Since 1988, the population along China’s Pearl River Delta has grown by a whopping 32 million people. Now boasting a total population of 42 million, it’s the largest urban area on the planet. To put it into perspective, 42 million people is more than the population of Canada, Australia, or Argentina.
Just 27 years ago, the medium-sized cities of Shenzhen, Guangzhou, Foshan, and Dongguan were surrounded by mostly rural areas. But as these satellite images show, these cities have grown so rapidly that they’ve merged into a massive, interconnected megapolis.
NASA explains more:
If taken as one entity, the Pearl River Delta region has overtaken Tokyo as the world’s largest urban area—by size and population—according to an analysis of satellite and demographic data published by the World Bank.
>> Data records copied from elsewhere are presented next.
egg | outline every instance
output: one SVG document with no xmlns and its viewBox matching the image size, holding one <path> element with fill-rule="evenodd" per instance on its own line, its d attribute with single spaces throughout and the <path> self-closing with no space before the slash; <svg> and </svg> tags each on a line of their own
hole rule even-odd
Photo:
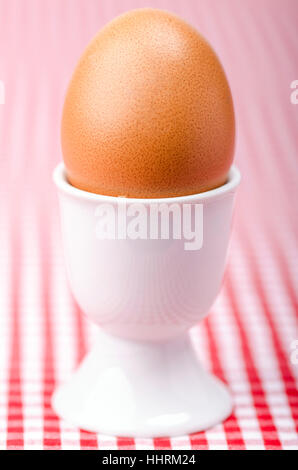
<svg viewBox="0 0 298 470">
<path fill-rule="evenodd" d="M 225 183 L 235 120 L 224 70 L 177 16 L 138 9 L 88 45 L 62 116 L 69 182 L 84 191 L 164 198 Z"/>
</svg>

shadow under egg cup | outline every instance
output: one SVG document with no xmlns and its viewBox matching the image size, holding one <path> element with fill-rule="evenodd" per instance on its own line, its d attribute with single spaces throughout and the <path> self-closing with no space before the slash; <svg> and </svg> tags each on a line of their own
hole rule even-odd
<svg viewBox="0 0 298 470">
<path fill-rule="evenodd" d="M 131 199 L 81 191 L 63 164 L 59 192 L 70 286 L 84 314 L 100 326 L 95 347 L 52 399 L 59 416 L 82 429 L 132 437 L 200 431 L 229 416 L 224 384 L 207 373 L 189 329 L 220 289 L 240 173 L 219 188 L 185 197 Z M 138 203 L 203 205 L 203 244 L 182 239 L 99 239 L 98 207 Z"/>
</svg>

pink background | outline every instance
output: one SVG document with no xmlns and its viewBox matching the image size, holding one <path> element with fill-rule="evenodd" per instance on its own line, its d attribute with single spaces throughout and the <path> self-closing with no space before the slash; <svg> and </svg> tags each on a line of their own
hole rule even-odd
<svg viewBox="0 0 298 470">
<path fill-rule="evenodd" d="M 243 175 L 224 289 L 194 332 L 237 406 L 224 426 L 180 440 L 79 433 L 49 404 L 93 335 L 68 291 L 51 180 L 64 93 L 98 29 L 143 6 L 185 18 L 217 51 Z M 298 448 L 297 25 L 295 0 L 0 0 L 1 448 Z"/>
</svg>

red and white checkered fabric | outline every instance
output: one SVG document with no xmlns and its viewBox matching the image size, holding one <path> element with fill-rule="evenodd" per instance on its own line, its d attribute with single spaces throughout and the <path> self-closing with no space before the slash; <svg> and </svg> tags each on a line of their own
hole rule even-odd
<svg viewBox="0 0 298 470">
<path fill-rule="evenodd" d="M 0 449 L 298 449 L 298 79 L 296 0 L 152 0 L 214 45 L 238 123 L 238 193 L 229 264 L 210 316 L 192 334 L 229 384 L 234 414 L 190 436 L 124 439 L 54 415 L 50 397 L 89 347 L 67 286 L 54 166 L 76 60 L 136 0 L 0 0 Z"/>
</svg>

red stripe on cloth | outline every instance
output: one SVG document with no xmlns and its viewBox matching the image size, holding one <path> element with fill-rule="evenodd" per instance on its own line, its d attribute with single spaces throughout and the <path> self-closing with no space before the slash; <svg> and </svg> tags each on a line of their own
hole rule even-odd
<svg viewBox="0 0 298 470">
<path fill-rule="evenodd" d="M 98 448 L 97 434 L 94 432 L 80 430 L 80 447 L 82 450 Z"/>
<path fill-rule="evenodd" d="M 247 377 L 249 379 L 251 397 L 258 418 L 264 445 L 266 449 L 281 449 L 282 446 L 278 437 L 277 429 L 267 403 L 266 395 L 262 386 L 262 381 L 260 379 L 257 367 L 253 360 L 247 333 L 241 320 L 241 315 L 239 313 L 239 303 L 237 299 L 237 290 L 232 284 L 229 270 L 226 274 L 225 285 L 227 289 L 228 299 L 232 307 L 233 316 L 235 318 L 235 323 L 239 331 L 244 366 Z"/>
<path fill-rule="evenodd" d="M 132 450 L 136 448 L 136 443 L 132 437 L 118 437 L 117 447 L 119 450 Z"/>
<path fill-rule="evenodd" d="M 15 209 L 15 208 L 14 208 Z M 14 219 L 14 218 L 13 218 Z M 15 222 L 12 221 L 12 222 Z M 12 275 L 11 275 L 11 347 L 8 378 L 8 405 L 7 405 L 7 449 L 24 448 L 23 404 L 20 374 L 20 272 L 21 247 L 19 233 L 15 223 L 12 223 Z"/>
<path fill-rule="evenodd" d="M 194 450 L 208 450 L 208 440 L 205 431 L 193 433 L 189 435 L 191 448 Z"/>
<path fill-rule="evenodd" d="M 153 439 L 153 445 L 156 450 L 172 449 L 171 440 L 168 437 L 156 437 Z"/>
<path fill-rule="evenodd" d="M 83 328 L 82 312 L 78 305 L 73 302 L 73 314 L 75 317 L 76 327 L 76 352 L 77 352 L 77 363 L 79 364 L 87 352 L 86 337 Z M 98 441 L 97 434 L 95 432 L 88 432 L 80 430 L 80 448 L 82 450 L 97 449 Z"/>
<path fill-rule="evenodd" d="M 218 348 L 213 334 L 210 318 L 205 320 L 209 351 L 212 361 L 212 370 L 223 382 L 227 382 L 221 361 L 219 359 Z M 245 443 L 243 440 L 242 432 L 238 424 L 236 415 L 233 413 L 224 423 L 223 428 L 226 435 L 226 440 L 229 449 L 245 449 Z"/>
<path fill-rule="evenodd" d="M 276 351 L 276 358 L 279 364 L 280 374 L 283 379 L 283 385 L 285 388 L 286 397 L 287 397 L 288 404 L 291 410 L 295 429 L 296 429 L 296 432 L 298 433 L 298 412 L 297 412 L 298 391 L 296 387 L 295 377 L 292 374 L 291 367 L 289 366 L 289 363 L 288 363 L 288 357 L 283 350 L 282 343 L 278 335 L 278 330 L 275 326 L 275 322 L 270 312 L 269 303 L 267 299 L 267 293 L 264 289 L 263 280 L 260 274 L 260 269 L 259 269 L 258 263 L 255 261 L 254 249 L 250 241 L 248 240 L 248 238 L 245 236 L 245 234 L 243 234 L 243 240 L 245 241 L 245 248 L 247 252 L 251 254 L 251 256 L 249 256 L 249 261 L 250 261 L 252 278 L 254 282 L 254 288 L 260 300 L 263 314 L 271 330 L 274 349 Z"/>
<path fill-rule="evenodd" d="M 40 221 L 40 258 L 42 259 L 41 299 L 44 316 L 44 358 L 43 358 L 43 448 L 60 449 L 61 435 L 59 418 L 51 406 L 51 398 L 55 389 L 55 368 L 53 357 L 53 331 L 51 316 L 51 249 L 50 228 L 43 215 L 42 202 L 39 206 Z"/>
</svg>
Between 2000 and 2010, the Pearl River Delta’s urban spaces—defined as areas where the built environment covered more than 50 percent of the landscape in a given pixel—had expanded from 4,500 square kilometers to 7,000 square kilometers. (In 2010, Tokyo had a population of about 32 million people and covered about 5,600 square kilometers.) In the study, researchers used satellite data collected by the Moderate Resolution Imaging Spectroradiometer (MODIS) and land cover data from the Landsat program. They also used demographic data prepared by the AsiaPop project.
No other areas in China feature this pattern of growth.